3. Get the latest QEMU git repository in a fresh directory using

    git clone git://repo.or.cz/qemu.git

4. Configure QEMU

For example for i386-softmm with debugging support, use

    ./configure '--target-list=i386-softmmu' '--enable-debug' '--enable-kvm' '--prefix=/home/guest/9p_setup/qemu/'

If this step prompts ATTR/XATTR as 'no', install packages libattr1 and libattr1-dev on your system using:

    sudo apt-get install libattr1
    sudo apt-get install libattr1-dev

5. Compile QEMU

    make
    make install

6. Guest OS installation (Installing Ubuntu Lucid Lynx here)

  • Create Guest image (here of size 2 GB)
    dd if=/dev/zero of=/home/guest/9p_setup/ubuntu-lucid.img bs=1M count=2000 
  • Burn a filesystem on the image file (ext4 here)
    mkfs.ext4 /home/guest/9p_setup/ubuntu-lucid.img 
  • Mount the image file
    mount -o loop /home/guest/9p_setup/ubuntu-lucid.img /mnt/temp_mount
  • Install the Guest OS

For installing a Debain system you can use package debootstrap

    debootstrap lucid /mnt/temp_mount 

Once the OS is installed, unmount the guest image.

    umount /mnt/temp_mount

7. Load the KVM modules on the host (for intel here)

    modprobe kvm
    modprobe kvm_intel 

8. Start the Guest OS

   /home/guest/9p_setup/qemu/bin/qemu -drive file=/home/guest/9p_setup/ubuntu-lucid.img,if=virtio \ 
   -kernel /path/to/kernel/bzImage -append "console=ttyS0 root=/dev/vda" -m 512 -smp 1 \
   -fsdev local,id=test_dev,path=/home/guest/9p_setup/shared,security_model=mapped,multidevs=remap \
   -device virtio-9p-pci,fsdev=test_dev,mount_tag=test_mount -enable-kvm 
   

The above command runs a VNC server. To view the guest OS, install and use any VNC viewer (for instance xclientvncviewer).

9. Mounting shared folder

Mount the shared folder on guest using

    mount -t 9p -o trans=virtio test_mount /tmp/shared/ -oversion=9p2000.L,posixacl,msize=104857600

In the above example the folder /home/guest/9p_setup/shared of the host is shared with the folder /tmp/shared on the guest.

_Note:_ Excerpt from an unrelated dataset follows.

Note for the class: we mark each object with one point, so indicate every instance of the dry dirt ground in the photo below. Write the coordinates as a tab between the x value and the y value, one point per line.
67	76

We intentionally add no 'cache' option in this example to avoid confusion. You may add e.g. cache=loose option to increase performance, however keep in mind that currently all caching implementations of Linux 9p client do not revalidate file changes made on host side ever! In other words: changes made on host side would (currently) never become visible on guest unless you would remount or reboot guest! This is currently in the works, and in a future Linux version caching is planned to be enabled by default once this issue was addressed properly.